Masa Percobaan dalam Penjatuhan Hukuman Mati dalam KUHP baru
Hukum | 2025-05-14 16:52:43
Oleh: Dedy Agung Prasetyo*
KUHP baru telah disahkan yaitu dengan terbitnya Undang-undang Nomor 1 tahun 2023 tentang Kitab Undang-undang Hukum Pidana (KUHP). Maka sejak KUHP baru ini diberlakukan secara efektif pada bulan Januari 2026 mendatang sejak itu pula para penegak hukum harus meninggalkan KUHP lama warisan kolonial Belanda. Salah satu hal yang menarik dari KUHP baru ini yaitu adanya perubahan ketentuan mengenai penjatuhan pidana mati. Pasal 100 Undang-undang tersebut mengatur bahwa penjatuhan pidana mati bagi Terdakwa ditetapkan dengan masa percobaan selama 10 (sepuluh) tahun. Hal ini berbeda dengan ketentuan pidana mati dalam KUHP lama yang oleh hakim dijatuhkan tanpa masa percobaan.
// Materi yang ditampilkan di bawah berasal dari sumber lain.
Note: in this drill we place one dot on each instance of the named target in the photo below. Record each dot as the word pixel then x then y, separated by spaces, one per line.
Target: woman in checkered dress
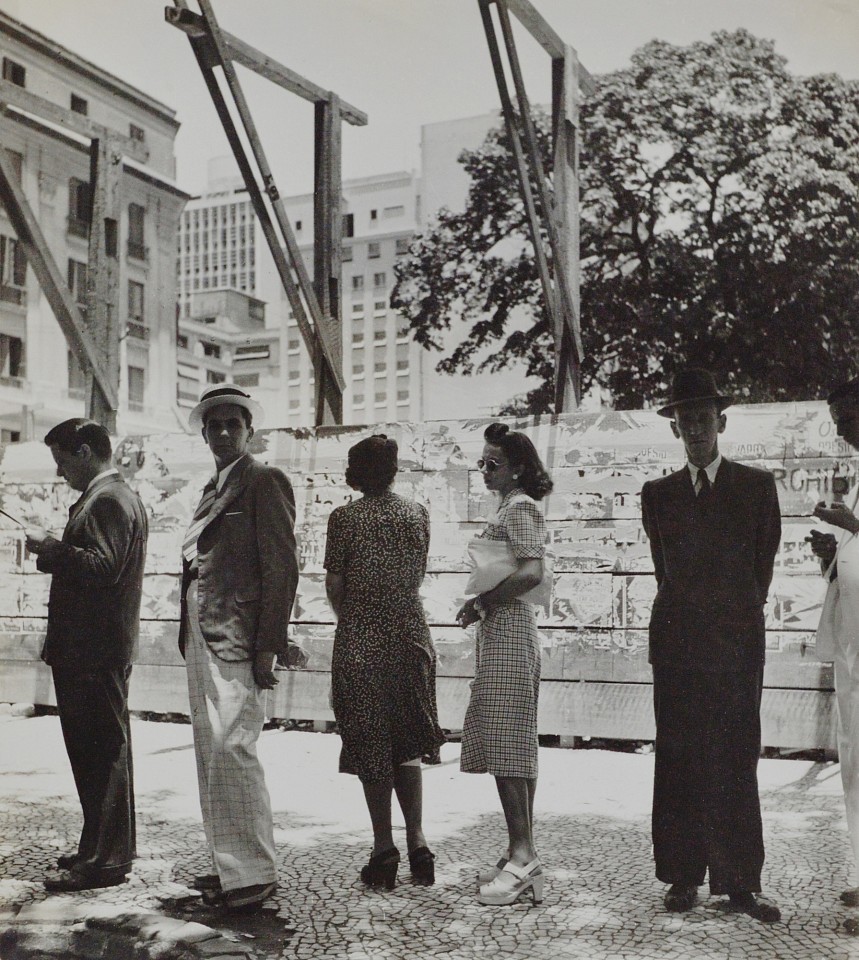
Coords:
pixel 500 731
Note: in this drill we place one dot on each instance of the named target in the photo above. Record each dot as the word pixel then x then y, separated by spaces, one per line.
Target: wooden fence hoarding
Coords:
pixel 596 680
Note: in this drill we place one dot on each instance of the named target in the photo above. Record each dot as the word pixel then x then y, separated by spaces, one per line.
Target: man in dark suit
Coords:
pixel 93 624
pixel 714 530
pixel 239 577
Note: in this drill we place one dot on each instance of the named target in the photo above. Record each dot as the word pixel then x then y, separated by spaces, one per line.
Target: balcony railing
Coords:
pixel 139 331
pixel 15 295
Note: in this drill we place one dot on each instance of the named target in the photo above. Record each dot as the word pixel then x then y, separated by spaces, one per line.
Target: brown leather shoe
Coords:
pixel 755 905
pixel 681 897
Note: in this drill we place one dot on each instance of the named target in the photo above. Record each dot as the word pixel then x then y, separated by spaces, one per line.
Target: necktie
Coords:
pixel 201 515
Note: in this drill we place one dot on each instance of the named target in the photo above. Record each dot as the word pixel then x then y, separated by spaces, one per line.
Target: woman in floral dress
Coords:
pixel 383 667
pixel 500 731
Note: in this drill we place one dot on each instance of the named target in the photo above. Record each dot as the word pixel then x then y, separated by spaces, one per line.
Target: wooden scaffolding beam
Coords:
pixel 551 209
pixel 315 304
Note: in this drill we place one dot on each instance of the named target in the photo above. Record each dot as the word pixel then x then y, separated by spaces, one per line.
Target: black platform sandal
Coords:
pixel 422 865
pixel 381 871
Menurut penulis penjatuhan hukuman mati dengan masa percobaan selama 10 tahun sebagaimana aturan UU KUHP baru telah membuka ruang untuk memperbesar peluang para pelaku tindak kejahatan extraordinary untuk lolos dari jerat maut hukuman yang akan diputus hakim. Sebab dalam benaknya jikapun harus dijatuhi hukuman mati toh dirinya masih memiliki kesempatan waktu 10 (sepuluh) tahun untuk tidak berbuat aneh-aneh selama di penjara dengan harapan akan diturunkan hukumannya menjadi seumur hidup. Kemudian muncul pertanyaan mengenai masa percobaan hukuman mati yang ditentukan dalam waktu 10 tahun, mengapa tidak 11 tahun, 12 tahun, atau 15 tahun. Tentu hal tersebut cukup patut dipertanyakan, namun semua mafhum itu sudah menjadi kebijakan politik pemidanaan dari para pembentuk undang-undang.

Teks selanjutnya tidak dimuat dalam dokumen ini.